Doronin, who traded commodities in the 1980s under Marc Rich — the late Swiss financier convicted for criminal deals and pardoned by President Bill Clinton on his last day in office on Jan. 20, 2001 — sold his Capital Group stake in 2013, a spokesman said.

“The Russian-born businessman, 57, left the trading world and went on to build a real estate empire as founder of the Moscow-based development firm Capital Group, and as chairman and CEO of OKO Group, a U.S.-based real estate company,” Barron’s reported in February 2020. “His portfolio includes 71 buildings and more than 75 million square feet of residential and commercial property in Europe, Asia, and the U.S. In 2014, Doronin bought his beloved Aman brand, becoming chairman and CEO.”

Vladislav Doronin, left, and model Naomi Campbell arrive for the amfAR Cinema Against AIDS benefit at the Hotel du Cap-Eden-Roc, during the 63rd Cannes international film festival, in Cap d'Antibes, southern France, Thursday, May 20, 2010. (AP Photo/Joel Ryan)

Doronin, who turns 60 in November, also was the subject of tabloid fodder when he and supermodel Naomi Campbell dated from 2008 to 2013. Campbell interviewed Putin in November 2010 about staying fit, his affinity for women, and his love for tigers. British GQ published the interview in March 2011.

Doronin took majority ownership of the Switzerland-based Aman Group, the holding group of Aman Resorts, in early 2014. Doronin founded The OKO Group in 2015.

The OKO Group’s Miami address was listed on the special warranty deed for last week’s sale, which was documented March 4 in the Pitkin County Clerk & Recorder’s Office.

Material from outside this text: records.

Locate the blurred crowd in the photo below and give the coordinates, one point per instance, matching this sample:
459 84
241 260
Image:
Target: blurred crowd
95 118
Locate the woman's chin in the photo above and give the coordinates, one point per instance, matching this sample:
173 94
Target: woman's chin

The city‘s real estate transfer tax collections from the sale amounted to $381,250 for the Wheeler Opera House and arts programs and another $761,500 for its housing coffers, according to Pete Strecker, city finance director.

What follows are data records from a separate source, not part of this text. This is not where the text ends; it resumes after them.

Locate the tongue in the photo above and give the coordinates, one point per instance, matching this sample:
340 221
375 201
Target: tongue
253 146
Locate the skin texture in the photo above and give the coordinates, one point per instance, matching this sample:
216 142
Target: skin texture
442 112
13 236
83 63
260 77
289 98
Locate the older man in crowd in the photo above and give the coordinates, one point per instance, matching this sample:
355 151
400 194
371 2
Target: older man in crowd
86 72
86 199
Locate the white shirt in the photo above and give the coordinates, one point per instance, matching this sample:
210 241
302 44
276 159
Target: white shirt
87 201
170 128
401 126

The transaction came less than one year after Norway Island LLC — a partnership including Jim DeFrancia of Lowe’s Development, Jeff Gorsuch and Bryan Peterson — acquired the same piece of land for $10 million from Aspen Skiing Co. in July.

The purchase was the next step in the redevelopment of the Lift One corridor on the western portal of Aspen Mountain. Aspen voters narrowly approved the 81-room Gorsuch Haus hotel, which was pitched by the Norway group, in a March 2019 referendum election by a margin of 1,555 votes in favor to 1,529 votes against.

The property covers 41,268 square feet, according to public records, which equates to 0.95 acre. It also comes with entitlements to build a voter-approved hotel.

“These guys are obviously walking away with a huge profit, there’s no question about that,” Aspen real estate appraiser Randy Gold said. “They’re rewarded for getting the entitlements, that’s the short version, and they spent a lot of time and energy and money on getting those entitlements done.”

Also involved in the project are developers Jason Grosfeld of Los Angeles and the Brown brothers, who have voter approvals to build the 107,000-square-foot Lift One Lodge with hotel rooms, fractional units and whole-ownership residences. Additionally, Aspen Historical Society and Aspen Skiing Co., which plans to replace Lift 1A, are participants in the undeveloped project, as well as the city, which has committed $4.4 million to help pay for improvements to Dean Street and the relocation of the Skiers Chalet Lodge.